My principal research goal is to improve our understanding of the relationship between plants and their environment.
Hello, and welcome to my website! My name is Milos Simovic, and I am currently a PhD candidate in Botany at The University of British Columbia.
I joined UBC in 2020 in order to work with my advisor and collaborator, Sean Michaletz, on the physiology of yellow-cedar decline.
But why is physiology relevant for yellow-cedar decline?
Yellow-cedar is an ecologically, culturally, and economically significant tree species native to the Pacific Northwest region of North America.
It is currently experiencing significant climate change-induced decline, with ~4,000 sq. km of yellow-cedar forests affected across Alaska and British Columbia.
It is hypothesized that regional warming is leading to loss of insulating snowpack in yellow-cedar habitats, which exposes their roots to lethal freezing injuries.
Yet, the exact nature of these injuries, and the sequence of physiological effects they trigger leading to whole-plant death, remain poorly understood.
Additionally, neighboring tree species do not appear to be experiencing similar patterns of decline, highlighting the need for species-specific research.
The primary aim of my PhD research is to uncover the mechanism linking climate-change induced loss of snowpack to yellow-cedar decline.

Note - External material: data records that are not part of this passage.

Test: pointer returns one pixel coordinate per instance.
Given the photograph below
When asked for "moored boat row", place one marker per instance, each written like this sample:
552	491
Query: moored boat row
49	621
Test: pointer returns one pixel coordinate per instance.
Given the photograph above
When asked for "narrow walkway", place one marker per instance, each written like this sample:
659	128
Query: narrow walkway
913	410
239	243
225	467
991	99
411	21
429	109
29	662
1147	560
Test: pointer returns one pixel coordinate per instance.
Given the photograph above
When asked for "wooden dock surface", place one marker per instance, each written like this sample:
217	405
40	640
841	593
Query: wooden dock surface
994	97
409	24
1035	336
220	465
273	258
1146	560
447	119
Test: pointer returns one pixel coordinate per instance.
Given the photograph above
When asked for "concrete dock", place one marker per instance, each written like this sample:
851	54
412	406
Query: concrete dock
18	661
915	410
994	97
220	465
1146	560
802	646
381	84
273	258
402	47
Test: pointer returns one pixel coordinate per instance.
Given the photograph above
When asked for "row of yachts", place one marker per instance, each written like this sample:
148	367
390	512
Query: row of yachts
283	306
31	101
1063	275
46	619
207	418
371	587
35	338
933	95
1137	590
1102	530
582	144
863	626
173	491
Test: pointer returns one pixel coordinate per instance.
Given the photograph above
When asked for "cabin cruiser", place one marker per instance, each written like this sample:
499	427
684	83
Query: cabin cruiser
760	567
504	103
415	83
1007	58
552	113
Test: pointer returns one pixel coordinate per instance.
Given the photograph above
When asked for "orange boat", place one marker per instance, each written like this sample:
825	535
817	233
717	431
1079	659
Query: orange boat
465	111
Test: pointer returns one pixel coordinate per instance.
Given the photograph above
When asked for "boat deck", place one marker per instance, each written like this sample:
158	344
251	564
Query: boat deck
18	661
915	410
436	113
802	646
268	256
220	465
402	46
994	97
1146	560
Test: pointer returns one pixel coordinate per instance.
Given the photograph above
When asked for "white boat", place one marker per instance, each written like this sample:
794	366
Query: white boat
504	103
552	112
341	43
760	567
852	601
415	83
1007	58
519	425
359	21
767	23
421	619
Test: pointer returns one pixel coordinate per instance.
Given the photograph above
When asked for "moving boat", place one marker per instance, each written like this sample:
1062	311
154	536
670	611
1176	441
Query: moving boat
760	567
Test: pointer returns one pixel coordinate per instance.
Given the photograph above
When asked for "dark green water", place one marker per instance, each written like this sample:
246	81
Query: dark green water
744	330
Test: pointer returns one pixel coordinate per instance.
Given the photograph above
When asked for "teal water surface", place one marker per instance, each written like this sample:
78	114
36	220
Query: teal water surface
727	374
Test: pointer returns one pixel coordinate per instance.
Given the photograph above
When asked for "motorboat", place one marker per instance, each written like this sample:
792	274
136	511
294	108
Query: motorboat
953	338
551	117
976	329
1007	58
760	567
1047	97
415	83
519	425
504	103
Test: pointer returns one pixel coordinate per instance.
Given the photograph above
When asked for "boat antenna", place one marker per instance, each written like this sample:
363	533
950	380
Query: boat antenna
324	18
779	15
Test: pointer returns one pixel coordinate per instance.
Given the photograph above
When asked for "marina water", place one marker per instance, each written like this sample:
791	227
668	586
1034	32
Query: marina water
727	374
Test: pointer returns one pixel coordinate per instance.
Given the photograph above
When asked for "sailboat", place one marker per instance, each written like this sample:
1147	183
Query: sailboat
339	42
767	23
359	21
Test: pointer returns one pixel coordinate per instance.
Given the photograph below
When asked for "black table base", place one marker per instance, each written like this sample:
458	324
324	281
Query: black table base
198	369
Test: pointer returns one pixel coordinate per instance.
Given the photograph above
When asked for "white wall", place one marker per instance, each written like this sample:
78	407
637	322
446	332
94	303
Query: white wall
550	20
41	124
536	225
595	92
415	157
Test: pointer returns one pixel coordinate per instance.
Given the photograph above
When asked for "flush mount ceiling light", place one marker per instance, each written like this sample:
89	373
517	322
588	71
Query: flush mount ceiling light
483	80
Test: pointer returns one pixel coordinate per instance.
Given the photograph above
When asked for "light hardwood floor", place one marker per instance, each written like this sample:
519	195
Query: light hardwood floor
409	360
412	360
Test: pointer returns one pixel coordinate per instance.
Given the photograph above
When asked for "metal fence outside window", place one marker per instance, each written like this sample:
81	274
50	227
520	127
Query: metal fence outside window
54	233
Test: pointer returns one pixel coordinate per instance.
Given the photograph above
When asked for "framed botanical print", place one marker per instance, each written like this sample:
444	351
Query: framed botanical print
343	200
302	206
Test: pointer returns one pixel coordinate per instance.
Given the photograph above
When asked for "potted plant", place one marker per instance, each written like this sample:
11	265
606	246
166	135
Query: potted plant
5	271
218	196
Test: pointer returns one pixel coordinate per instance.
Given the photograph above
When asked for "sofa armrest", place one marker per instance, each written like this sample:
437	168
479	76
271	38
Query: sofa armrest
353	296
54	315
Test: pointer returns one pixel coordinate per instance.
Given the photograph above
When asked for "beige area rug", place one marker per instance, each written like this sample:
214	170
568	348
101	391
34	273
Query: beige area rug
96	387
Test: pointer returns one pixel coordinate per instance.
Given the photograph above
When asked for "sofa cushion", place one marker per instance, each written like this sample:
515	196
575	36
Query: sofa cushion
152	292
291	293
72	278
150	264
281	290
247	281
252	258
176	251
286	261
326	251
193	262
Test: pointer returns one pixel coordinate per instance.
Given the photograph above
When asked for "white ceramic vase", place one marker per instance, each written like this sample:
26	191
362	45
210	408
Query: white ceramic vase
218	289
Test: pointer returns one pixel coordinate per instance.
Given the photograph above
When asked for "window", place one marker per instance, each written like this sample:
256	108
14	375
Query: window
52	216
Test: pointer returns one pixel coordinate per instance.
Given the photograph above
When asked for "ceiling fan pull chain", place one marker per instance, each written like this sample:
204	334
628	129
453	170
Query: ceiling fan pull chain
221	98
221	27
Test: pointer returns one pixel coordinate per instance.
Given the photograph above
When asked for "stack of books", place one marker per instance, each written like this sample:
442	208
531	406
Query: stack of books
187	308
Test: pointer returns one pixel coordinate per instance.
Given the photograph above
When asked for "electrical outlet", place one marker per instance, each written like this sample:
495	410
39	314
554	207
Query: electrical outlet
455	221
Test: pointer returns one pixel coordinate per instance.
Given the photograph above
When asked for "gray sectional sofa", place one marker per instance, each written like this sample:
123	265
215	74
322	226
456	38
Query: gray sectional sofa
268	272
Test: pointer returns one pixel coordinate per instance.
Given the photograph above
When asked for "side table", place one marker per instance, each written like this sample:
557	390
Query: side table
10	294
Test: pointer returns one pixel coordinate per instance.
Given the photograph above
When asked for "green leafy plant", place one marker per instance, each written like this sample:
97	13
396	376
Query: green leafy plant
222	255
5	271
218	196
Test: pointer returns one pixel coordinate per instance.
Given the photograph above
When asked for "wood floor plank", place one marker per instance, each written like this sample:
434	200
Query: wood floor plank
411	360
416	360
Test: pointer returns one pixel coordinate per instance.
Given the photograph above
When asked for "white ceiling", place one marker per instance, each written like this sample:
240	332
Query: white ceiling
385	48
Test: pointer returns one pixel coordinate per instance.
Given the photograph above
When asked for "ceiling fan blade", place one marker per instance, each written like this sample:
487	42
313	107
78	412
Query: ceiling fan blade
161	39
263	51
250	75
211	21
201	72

My MSc research focused on ecophysiology, functional trait ecology, and ecosystem services of urban trees.
I conducted my MSc research with Kevin Mueller at Cleveland State University.
You may learn more about my PhD and MSc research projects below!
Download my CV here.
Current Projects
How do physical factors shape axial xylem morphology?
Xylem conduit morphology is shaped by two fundamental constraints imposed by vertical sap transport: minimizing hydraulic resistance and preventing conduit wall collapse.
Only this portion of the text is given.